Chapter 42 of the Iowa Code provides guidance on the other constraints imposed on
the redistricting process (our emphasis added):

> **42.4 Redistricting standards.**
>
> ...
>
> 1.b. Congressional districts shall each have a population *as nearly equal as
> practicable* to the ideal district population, derived as prescribed in paragraph
> “a” of this subsection. No congressional district shall have a population which
> varies by more than *one percent from the applicable ideal district population*,
> except as necessary to comply with Article III, section 37 of the Constitution
> of the State of Iowa.
>
> ...
>
> 3\. Districts shall be composed of convenient *contiguous territory*. Areas which
> meet only at the points of adjoining corners are not contiguous.
>
> 4\. Districts shall be *reasonably compact* in form, to the extent consistent
> with the standards established by subsections 1, 2, and 3. In general,
> reasonably compact districts are those which are square, rectangular, or
> hexagonal in shape, and not irregularly shaped, to the extent permitted by
> natural or political boundaries....
>
> 5\. No district shall be drawn for the purpose of favoring a political party,
> incumbent legislator or member of Congress, or other person or group, or for the
> purpose of augmenting or diluting the voting strength of a language or racial
> minority group. In establishing districts, *no use shall be made* of any of the
> following data:
>
> a. Addresses of incumbent legislators or members of Congress.
> b. Political affiliations of registered voters.
> c. Previous election results.
> d. Demographic information, other than population head counts, except as required by
> the Constitution and the laws of the United States.
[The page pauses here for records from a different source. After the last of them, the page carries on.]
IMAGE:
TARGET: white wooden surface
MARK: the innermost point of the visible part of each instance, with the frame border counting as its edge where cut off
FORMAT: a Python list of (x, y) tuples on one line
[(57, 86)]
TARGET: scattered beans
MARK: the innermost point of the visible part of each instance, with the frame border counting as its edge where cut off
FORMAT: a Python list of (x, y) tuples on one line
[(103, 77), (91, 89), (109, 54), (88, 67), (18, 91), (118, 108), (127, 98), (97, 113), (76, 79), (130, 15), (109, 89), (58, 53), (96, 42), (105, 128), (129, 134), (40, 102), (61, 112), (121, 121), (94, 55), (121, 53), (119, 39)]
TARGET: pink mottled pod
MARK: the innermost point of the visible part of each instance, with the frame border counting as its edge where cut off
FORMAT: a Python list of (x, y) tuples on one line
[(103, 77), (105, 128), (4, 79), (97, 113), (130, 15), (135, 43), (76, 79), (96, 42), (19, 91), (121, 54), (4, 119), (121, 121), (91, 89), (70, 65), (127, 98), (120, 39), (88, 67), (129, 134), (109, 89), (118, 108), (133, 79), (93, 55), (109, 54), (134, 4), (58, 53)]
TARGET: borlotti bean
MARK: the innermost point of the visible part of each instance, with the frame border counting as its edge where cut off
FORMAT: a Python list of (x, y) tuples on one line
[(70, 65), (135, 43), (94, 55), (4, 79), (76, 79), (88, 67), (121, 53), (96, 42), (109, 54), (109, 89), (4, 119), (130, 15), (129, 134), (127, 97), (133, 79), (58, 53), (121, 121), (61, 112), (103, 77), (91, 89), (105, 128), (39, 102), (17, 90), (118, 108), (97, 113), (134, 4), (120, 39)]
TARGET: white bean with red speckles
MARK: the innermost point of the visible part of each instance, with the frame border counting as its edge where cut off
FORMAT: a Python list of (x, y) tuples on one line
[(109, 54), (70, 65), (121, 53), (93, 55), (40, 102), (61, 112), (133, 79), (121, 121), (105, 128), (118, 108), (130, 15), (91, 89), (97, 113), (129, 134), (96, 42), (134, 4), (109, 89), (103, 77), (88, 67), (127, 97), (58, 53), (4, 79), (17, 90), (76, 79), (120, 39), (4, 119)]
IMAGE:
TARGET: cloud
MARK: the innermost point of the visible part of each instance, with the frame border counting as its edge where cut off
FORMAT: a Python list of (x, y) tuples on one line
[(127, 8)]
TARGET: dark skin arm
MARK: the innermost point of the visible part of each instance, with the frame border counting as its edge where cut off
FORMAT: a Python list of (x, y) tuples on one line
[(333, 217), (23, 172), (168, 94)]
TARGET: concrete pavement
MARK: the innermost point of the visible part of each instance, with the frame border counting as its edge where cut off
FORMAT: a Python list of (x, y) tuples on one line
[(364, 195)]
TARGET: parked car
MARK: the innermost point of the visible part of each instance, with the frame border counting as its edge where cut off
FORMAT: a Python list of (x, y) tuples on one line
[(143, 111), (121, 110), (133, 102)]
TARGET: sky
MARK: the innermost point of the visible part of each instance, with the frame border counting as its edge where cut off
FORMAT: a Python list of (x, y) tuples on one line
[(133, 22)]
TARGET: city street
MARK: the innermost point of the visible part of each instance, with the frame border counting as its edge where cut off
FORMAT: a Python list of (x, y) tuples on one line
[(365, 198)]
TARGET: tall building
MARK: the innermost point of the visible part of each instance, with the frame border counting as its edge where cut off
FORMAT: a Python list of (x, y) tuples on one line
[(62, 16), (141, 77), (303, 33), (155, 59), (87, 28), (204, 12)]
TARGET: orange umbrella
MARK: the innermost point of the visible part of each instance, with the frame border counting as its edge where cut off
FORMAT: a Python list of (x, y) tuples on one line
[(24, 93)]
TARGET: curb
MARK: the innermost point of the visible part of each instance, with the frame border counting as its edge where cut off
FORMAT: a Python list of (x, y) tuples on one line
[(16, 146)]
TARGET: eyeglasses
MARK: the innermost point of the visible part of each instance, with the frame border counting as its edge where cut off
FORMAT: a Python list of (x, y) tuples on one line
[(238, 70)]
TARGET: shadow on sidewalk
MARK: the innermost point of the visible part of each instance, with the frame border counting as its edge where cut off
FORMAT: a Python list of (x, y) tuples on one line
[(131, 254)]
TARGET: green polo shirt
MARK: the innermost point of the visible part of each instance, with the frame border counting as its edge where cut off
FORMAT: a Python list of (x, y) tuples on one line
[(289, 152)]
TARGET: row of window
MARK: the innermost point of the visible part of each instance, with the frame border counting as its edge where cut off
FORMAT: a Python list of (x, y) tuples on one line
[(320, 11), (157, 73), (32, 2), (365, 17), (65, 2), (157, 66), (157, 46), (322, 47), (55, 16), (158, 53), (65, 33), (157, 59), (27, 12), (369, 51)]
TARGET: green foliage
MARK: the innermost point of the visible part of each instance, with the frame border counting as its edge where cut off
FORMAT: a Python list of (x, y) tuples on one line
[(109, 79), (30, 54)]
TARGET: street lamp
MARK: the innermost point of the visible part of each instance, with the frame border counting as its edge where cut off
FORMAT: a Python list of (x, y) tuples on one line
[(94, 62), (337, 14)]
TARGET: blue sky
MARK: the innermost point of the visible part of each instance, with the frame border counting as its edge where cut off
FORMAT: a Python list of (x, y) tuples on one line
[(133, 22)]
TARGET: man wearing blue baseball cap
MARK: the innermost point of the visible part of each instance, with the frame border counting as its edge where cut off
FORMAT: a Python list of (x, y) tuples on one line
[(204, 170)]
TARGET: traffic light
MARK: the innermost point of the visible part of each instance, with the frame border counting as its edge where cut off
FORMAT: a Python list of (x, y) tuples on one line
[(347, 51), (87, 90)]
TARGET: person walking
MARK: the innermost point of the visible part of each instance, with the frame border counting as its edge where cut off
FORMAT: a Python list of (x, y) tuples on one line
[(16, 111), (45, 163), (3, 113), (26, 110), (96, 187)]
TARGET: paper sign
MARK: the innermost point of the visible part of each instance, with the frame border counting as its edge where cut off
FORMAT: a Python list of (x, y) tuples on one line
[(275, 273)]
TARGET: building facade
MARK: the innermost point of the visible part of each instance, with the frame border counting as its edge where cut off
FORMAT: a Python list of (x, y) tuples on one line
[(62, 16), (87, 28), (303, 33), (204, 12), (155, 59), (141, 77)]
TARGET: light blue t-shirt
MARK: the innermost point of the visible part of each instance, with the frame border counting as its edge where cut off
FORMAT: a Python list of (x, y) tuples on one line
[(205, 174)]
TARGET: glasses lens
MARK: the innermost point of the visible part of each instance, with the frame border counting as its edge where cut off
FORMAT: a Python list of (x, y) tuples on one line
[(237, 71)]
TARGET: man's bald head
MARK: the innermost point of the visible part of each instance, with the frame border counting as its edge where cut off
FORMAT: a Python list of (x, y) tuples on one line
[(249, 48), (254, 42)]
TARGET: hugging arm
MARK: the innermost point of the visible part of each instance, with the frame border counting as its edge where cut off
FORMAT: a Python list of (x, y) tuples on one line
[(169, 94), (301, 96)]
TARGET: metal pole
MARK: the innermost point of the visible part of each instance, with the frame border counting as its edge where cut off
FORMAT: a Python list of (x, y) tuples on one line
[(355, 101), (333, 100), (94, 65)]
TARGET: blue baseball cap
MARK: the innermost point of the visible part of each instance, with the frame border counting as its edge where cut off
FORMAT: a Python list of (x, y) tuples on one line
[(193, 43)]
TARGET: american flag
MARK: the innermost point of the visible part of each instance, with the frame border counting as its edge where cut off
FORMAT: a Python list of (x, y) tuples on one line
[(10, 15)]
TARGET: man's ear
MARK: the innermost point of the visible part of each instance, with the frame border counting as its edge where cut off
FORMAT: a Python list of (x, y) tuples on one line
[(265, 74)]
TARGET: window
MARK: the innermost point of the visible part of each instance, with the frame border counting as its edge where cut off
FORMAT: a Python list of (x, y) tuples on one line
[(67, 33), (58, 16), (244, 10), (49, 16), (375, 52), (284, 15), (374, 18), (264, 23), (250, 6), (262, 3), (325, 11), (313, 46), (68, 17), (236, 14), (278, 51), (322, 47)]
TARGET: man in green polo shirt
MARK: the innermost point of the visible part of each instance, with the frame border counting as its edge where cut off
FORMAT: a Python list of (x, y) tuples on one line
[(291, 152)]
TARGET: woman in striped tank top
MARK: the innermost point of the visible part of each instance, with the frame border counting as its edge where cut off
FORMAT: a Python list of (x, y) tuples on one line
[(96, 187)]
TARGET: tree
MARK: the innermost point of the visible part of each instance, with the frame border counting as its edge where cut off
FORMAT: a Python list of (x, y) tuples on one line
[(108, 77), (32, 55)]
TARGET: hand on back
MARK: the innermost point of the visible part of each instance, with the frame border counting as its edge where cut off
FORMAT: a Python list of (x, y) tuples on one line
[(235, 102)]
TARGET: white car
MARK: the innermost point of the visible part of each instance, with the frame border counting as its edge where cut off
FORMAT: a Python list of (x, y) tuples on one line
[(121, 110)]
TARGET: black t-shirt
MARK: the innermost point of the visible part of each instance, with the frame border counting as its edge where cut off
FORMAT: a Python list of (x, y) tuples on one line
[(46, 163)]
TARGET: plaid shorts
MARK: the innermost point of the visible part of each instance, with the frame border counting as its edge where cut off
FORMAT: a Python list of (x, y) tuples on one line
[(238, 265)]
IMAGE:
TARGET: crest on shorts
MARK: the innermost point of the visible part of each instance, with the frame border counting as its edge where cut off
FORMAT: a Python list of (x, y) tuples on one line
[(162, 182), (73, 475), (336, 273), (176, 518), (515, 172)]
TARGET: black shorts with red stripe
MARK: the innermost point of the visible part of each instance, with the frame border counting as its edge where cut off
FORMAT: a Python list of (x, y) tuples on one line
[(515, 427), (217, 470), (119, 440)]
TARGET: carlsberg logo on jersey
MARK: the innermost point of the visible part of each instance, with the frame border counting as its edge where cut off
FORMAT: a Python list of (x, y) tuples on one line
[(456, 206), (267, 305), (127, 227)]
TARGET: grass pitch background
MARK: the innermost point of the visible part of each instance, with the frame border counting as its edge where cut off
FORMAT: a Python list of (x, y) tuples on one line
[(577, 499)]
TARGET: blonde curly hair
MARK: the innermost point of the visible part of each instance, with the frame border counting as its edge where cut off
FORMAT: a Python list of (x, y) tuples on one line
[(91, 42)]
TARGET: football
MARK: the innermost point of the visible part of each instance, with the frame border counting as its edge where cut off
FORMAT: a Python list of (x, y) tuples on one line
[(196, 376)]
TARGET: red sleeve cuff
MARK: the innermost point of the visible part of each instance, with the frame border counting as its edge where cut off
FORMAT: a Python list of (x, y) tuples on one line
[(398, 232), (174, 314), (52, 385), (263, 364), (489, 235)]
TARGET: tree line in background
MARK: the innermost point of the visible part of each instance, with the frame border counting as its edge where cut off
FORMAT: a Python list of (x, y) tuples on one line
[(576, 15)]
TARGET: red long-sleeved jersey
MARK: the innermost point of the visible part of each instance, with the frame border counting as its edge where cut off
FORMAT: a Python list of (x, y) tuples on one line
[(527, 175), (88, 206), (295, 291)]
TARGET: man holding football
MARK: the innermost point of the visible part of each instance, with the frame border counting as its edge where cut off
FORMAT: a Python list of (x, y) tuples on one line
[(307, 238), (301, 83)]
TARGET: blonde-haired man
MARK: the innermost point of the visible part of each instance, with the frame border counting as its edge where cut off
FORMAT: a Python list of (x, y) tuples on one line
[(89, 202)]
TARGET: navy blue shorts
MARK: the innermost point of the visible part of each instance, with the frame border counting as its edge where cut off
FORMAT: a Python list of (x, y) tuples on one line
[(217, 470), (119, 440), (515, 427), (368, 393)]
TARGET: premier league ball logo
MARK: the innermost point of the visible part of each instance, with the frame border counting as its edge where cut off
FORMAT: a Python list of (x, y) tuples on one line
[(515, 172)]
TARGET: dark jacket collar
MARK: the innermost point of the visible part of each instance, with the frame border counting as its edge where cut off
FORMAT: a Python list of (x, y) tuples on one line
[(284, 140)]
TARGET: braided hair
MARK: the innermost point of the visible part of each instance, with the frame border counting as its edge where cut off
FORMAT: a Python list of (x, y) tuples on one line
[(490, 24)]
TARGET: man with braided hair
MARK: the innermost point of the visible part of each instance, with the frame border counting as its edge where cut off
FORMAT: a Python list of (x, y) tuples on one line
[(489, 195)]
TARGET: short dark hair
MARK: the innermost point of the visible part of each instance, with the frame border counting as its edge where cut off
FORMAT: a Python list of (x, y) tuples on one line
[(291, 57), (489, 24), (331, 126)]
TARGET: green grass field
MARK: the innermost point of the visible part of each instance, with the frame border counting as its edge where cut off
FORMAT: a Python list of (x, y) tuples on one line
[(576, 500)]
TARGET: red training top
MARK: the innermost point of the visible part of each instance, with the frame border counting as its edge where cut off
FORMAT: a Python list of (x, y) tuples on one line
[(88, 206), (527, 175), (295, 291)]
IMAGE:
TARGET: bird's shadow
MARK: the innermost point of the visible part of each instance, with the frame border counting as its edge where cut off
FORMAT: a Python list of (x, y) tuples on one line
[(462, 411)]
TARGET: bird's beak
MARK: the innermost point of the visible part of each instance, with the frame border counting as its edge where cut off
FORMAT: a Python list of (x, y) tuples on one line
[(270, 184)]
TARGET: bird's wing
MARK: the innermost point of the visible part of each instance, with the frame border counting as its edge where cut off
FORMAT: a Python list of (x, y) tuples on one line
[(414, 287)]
The section goes on to provide two specific measures of compactness that should be
used to compare districts, one of which is the total perimeter of all districts. 
If the total perimeter is small, then the districts relatively compact.

Contiguity of districts and no reliance on partisan or demographic data 
are built-in to `redist`.  We'll look at how to specify the desired population
deviation (no more than 1% by law) in the next section, and discuss compactness
in the [simulation section](#simulate).

## Setting up the problem in `redist`
In `redist`, a basic redistricting problem is defined by an object of type
`redist_map`, which can be constructed using the eponymous function.  The user
must provide a vector of population counts (defaults to the `pop` column, if
one exists) and the desired population parity, and the number of districts.
The latter can be inferred if a reference redistricting plan exists.  For Iowa,
we'll use the adopted 2010 plan as a reference.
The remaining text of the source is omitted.